‘Iedere zorgprofessional verdient vooruitgang’
Plaats een reactieDit najaar starten de onderhandelingen voor een aantal grote zorg-cao’s, zoals de Cao Ziekenhuizen, GGZ, VVT en Gehandicaptenzorg. Het personeelstekort in de zorg en de hoge uitstroom zetten de onderhandelingen vermoedelijk op scherp. Werknemersorganisaties LAD en FBZ vinden dat werkgevers hun nek moeten uitsteken. ‘We willen dat iedere zorgprofessional erop vooruitgaat; welke functie je ook uitoefent’, aldus LAD-voorzitter Suzanne Booij.
‘Werken in de zorg moet aantrekkelijk blijven’
BZ en de LAD vertegenwoordigen beide een grote groep zorgprofessionals aan cao-tafels. Bij een aantal cao’s zit de LAD als formele cao-partij zelf aan tafel. Bij andere cao’s (zoals de Cao Ziekenhuizen en GGZ) is ze aangesloten bij FBZ, de vakbond die ook de belangen van andere zorgprofessionals vertegenwoordigt. Denk aan psychologen, orthopedagogen, verloskundigen, fysiotherapeuten en diëtisten.
De afgelopen jaren verliepen de onderhandelingen voor grote zorg-cao’s moeizaam. Werkgevers gaven herhaaldelijk aan dat de financiële middelen beperkt waren, terwijl vakbonden bepleitten dat investeren in goede arbeidsvoorwaarden nodig is met het oog op de uitdagingen waar de zorg voor staat. ‘Het is belangrijk dat werken in de zorg aantrekkelijk blijft, zodat niet nog meer mensen hun vak verlaten en we ook nieuwe mensen voor de sector aantrekken’, aldus LAD-voorzitter Suzanne Booij.
Pijnpunt
Volgens Maarten Faas, voorzitter van FBZ, is het afwachten hoe de onderhandelingen dit najaar verlopen, maar hij verwacht opnieuw intensieve trajecten. Over de inzet van FBZ is hij duidelijk: ‘We willen concrete maatregelen afspreken die de werkdruk verminderen, die de inspraak van zorgprofessionals vergroten en die tot een verbetering leiden van de duurzame inzetbaarheid gedurende de hele loopbaan. Daarnaast willen we een verbetering in koopkracht voor al onze 45.000 aangesloten zorgprofessionals.’

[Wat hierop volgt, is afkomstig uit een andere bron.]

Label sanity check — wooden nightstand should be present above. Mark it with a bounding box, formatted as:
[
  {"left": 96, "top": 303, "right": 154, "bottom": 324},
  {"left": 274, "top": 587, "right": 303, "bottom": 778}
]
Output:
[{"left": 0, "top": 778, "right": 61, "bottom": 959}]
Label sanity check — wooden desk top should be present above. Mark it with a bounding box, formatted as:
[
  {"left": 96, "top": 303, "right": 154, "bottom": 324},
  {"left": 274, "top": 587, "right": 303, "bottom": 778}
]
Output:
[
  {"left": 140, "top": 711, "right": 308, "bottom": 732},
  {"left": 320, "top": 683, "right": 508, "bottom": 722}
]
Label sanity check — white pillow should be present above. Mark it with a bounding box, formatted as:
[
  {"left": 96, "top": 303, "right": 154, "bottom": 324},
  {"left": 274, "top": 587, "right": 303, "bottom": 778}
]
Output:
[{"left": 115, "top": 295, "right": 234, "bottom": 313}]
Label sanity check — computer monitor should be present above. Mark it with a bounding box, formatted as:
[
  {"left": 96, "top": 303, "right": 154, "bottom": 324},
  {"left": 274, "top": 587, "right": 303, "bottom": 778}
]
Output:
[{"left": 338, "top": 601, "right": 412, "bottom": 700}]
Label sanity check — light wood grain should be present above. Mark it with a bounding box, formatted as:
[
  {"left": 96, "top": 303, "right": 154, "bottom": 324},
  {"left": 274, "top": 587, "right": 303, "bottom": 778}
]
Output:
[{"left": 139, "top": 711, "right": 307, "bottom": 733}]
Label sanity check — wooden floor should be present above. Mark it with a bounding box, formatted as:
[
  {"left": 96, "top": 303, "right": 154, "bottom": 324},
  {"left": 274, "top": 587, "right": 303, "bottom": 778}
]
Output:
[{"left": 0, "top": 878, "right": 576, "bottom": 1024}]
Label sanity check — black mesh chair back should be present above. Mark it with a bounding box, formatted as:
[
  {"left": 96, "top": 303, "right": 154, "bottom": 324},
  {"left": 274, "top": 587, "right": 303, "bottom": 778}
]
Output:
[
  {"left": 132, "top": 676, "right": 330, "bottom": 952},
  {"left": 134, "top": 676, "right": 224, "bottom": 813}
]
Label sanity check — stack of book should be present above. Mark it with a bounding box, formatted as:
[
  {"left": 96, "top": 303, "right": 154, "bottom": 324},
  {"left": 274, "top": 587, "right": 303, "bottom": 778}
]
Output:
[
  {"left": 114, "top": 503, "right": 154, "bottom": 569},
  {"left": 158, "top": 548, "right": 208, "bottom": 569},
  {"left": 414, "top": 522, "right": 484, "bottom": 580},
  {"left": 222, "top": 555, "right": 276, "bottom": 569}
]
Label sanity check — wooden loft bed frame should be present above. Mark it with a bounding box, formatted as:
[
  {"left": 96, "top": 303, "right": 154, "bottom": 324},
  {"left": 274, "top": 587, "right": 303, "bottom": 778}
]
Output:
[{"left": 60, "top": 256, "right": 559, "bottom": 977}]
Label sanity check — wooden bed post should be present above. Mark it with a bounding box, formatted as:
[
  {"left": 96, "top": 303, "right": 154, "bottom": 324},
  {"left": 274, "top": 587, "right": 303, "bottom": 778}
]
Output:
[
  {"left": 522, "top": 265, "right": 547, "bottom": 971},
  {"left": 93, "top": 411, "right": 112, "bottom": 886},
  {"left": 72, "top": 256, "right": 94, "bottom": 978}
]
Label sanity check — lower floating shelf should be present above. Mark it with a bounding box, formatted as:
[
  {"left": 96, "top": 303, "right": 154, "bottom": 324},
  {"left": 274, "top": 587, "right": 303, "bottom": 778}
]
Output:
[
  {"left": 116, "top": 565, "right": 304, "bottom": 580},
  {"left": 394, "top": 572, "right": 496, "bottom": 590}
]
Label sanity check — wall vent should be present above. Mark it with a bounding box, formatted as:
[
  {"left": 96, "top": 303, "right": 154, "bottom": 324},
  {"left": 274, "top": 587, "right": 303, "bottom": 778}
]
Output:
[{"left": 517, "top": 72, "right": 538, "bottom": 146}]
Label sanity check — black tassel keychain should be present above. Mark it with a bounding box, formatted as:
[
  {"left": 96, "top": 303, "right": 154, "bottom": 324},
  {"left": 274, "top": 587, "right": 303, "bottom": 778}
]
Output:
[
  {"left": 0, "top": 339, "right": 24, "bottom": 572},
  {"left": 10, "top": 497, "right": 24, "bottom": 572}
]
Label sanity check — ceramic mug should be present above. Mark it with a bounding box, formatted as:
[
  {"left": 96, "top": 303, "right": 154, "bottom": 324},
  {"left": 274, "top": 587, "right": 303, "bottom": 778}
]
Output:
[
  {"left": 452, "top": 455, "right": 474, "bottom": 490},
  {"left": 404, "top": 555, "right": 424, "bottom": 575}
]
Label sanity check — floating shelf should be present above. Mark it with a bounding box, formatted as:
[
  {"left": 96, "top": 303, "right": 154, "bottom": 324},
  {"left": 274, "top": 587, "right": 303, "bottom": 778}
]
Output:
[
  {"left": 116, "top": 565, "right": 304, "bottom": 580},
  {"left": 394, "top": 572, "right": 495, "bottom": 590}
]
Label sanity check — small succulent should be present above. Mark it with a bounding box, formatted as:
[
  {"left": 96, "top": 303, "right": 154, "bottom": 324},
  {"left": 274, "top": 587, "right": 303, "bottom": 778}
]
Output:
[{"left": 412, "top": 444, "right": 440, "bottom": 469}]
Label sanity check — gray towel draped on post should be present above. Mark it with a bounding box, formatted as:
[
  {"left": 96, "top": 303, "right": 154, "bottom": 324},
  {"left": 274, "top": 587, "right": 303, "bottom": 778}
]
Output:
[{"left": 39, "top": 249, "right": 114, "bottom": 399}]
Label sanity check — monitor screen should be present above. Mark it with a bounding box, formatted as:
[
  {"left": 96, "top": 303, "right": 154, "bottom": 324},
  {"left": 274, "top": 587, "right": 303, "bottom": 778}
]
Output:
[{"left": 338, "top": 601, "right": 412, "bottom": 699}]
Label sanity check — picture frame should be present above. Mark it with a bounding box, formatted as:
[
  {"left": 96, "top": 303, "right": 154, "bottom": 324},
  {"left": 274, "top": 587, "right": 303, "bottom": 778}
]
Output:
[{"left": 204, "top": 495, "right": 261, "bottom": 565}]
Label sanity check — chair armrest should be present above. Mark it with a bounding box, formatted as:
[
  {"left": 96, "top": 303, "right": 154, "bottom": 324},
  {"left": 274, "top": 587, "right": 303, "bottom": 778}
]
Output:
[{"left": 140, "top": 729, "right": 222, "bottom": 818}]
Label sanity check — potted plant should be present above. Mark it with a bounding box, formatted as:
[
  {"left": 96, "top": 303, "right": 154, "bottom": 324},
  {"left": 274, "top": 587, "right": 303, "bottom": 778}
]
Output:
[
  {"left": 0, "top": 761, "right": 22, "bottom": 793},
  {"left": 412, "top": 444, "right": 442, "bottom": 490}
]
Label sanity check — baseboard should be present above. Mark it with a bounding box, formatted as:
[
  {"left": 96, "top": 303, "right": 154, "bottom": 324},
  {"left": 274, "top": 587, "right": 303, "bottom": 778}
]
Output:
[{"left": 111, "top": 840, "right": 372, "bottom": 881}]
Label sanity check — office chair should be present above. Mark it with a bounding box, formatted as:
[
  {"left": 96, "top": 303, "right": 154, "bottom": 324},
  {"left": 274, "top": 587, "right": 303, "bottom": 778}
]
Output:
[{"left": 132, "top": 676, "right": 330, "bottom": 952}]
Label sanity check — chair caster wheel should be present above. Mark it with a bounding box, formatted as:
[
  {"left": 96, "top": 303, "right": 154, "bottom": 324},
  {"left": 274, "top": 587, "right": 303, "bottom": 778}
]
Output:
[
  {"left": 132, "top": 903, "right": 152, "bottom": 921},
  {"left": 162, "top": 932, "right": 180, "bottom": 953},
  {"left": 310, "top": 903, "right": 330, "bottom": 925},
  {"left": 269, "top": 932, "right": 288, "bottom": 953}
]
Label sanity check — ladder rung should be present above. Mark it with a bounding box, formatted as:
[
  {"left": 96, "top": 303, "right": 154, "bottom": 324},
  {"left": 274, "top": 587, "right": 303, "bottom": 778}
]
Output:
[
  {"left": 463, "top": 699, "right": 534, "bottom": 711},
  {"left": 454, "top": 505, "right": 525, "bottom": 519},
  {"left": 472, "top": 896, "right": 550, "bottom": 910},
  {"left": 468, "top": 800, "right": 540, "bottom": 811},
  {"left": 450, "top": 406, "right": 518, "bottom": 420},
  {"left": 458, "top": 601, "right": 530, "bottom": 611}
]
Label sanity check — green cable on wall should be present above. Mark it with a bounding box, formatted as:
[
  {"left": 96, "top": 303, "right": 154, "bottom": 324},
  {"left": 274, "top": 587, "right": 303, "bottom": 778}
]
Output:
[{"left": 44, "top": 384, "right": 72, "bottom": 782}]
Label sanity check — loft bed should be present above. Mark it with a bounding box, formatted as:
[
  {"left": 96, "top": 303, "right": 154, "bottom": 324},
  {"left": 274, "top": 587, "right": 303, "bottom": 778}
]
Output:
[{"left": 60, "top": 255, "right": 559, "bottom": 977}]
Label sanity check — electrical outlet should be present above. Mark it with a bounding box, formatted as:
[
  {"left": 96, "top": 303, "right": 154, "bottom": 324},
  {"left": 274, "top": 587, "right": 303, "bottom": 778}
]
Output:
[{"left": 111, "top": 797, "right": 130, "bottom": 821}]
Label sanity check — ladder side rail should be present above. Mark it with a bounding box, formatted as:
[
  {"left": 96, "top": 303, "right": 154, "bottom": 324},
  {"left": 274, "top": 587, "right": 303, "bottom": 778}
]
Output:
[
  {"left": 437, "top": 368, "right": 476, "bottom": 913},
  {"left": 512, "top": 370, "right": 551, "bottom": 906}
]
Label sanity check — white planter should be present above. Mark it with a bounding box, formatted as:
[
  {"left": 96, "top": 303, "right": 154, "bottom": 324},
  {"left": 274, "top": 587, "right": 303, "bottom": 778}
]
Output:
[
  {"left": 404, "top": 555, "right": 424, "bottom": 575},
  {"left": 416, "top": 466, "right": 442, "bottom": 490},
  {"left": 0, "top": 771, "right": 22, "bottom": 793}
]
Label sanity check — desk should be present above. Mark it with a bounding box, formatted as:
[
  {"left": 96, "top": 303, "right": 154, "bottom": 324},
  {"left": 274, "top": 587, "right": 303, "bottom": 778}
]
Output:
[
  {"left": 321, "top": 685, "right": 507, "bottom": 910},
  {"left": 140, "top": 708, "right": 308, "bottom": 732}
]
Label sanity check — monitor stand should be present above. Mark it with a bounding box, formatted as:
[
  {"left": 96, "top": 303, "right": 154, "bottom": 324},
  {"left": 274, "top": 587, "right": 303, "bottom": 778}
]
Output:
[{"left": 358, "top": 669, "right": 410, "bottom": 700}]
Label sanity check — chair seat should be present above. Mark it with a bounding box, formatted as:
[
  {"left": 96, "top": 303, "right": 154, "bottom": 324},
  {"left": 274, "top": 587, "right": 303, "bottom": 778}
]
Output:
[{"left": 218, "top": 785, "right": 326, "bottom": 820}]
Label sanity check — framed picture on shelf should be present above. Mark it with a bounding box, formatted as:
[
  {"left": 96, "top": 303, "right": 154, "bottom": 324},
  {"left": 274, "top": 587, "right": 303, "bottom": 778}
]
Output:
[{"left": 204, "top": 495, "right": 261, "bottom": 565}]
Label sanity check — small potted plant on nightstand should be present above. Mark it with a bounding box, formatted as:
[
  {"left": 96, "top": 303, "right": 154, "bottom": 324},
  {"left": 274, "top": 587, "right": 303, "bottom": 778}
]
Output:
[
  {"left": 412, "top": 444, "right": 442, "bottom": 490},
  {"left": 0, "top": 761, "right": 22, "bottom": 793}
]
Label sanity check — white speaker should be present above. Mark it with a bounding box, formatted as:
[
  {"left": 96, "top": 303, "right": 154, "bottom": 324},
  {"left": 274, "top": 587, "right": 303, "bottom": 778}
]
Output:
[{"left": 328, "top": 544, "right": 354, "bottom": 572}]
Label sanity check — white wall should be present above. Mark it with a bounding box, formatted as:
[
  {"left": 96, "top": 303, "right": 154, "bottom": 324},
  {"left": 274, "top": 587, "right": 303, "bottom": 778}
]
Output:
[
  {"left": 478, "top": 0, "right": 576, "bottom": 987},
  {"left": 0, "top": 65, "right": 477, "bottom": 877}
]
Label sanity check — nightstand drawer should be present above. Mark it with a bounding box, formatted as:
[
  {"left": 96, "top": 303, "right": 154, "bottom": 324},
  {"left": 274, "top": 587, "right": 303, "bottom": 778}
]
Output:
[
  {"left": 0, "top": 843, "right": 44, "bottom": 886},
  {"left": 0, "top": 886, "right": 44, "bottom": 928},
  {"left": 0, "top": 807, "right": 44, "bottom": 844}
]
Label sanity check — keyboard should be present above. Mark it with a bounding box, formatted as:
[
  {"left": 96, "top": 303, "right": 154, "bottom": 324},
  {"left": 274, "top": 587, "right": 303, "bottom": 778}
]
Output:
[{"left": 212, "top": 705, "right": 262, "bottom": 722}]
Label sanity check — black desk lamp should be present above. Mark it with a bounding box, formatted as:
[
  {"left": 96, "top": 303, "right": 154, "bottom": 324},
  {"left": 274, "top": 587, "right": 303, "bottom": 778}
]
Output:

Die verbetering in koopkracht voor álle werknemers was de afgelopen jaren precies het pijnpunt tijdens veel onderhandelingen. Tot 2020 was een gelijke procentuele loonsverhoging voor alle werknemers een gevestigd principe in cao-land – gebaseerd op het functiehuis en de gedachte dat iedere werknemer eenzelfde mate van koopkrachtverbetering verdient. De Nederlandse Vereniging van Ziekenhuizen (NVZ) liet dat principe als eerste werkgeversorganisatie in de zorg los door in de Cao Ziekenhuizen 2019-2021 loondifferentiatie toe te passen. Hogere inkomensgroepen kregen een procentueel lagere salarisverhoging dan midden- en lagere inkomensgroepen. De belangrijkste reden voor de NVZ om dit te doen, was het inlopen van de loonachterstand van bepaalde functiegroepen (zoals verpleegkundigen en verzorgenden).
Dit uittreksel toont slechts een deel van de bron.